Having moved to Belgium after school, I took the car with me where priority one was to quickly found a dry, and heated garage. I now drive it quite often around Brussels, and all around greater Belgium, which has countless backroads that are a delight to travel on as a major motorway alternative. Any sunny day off tends to be excuse to take at least a short drive in my E30, and I even dared to drive (very cautiously though) on snowy roads to visit the Antwerp classic salon last March. I have plans for upcoming road trips (so many options means its tough to make a decision on just one at a time), but even quick trips are enough to bring that same childhood smile back.
Over the years, I have noticed a strong and growing interest for BMWs and their peers from the 1980s, and despite the E30’s growing value, I cannot imagine ever parting ways with it. How could I? With all the work done to it, with all the patience invested in it, I now feel I have achieved ownership of my dream car, with its original looks and optimized performance. I could spend hours just looking at it, detailing it in my garage or just thinking of the next few things to be done; even though the list seems to be shrinking, there’s always something to be done to our prides and joys. There is always a thing to get fixed here or there, and that’s what makes owning a classic car such a special thing, these connections we form through more than just the drives we take in them. It’s a long term commitment for me, and the journey so far has me excited for whatever’s next.
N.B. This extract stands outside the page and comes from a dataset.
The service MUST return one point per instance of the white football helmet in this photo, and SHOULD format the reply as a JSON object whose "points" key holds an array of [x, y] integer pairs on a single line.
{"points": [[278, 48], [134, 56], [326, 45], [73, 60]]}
I am also very fortunate to be close to my father, with whom I share so many projects. At the root of any modifications or work I’ve done to the car are hours of talk and tons of messages: we are closer than ever now thanks to our common interest in classic cars, and I think the E30 is to thank for that. The next thing on our list? The Goodwood Festival of Speed in 2019. Family trips with our cars (the latest one being Scotland) are the best experiences I’ve had in them, and among the most valuable memories I have in general. Now, I am really looking forward to acquiring all the knowledge my father has gained so I can play that role myself when the time is right. All of this makes my family car extremely special to me. M3s are nice, but I wouldn’t swap my 318i for anything in the world.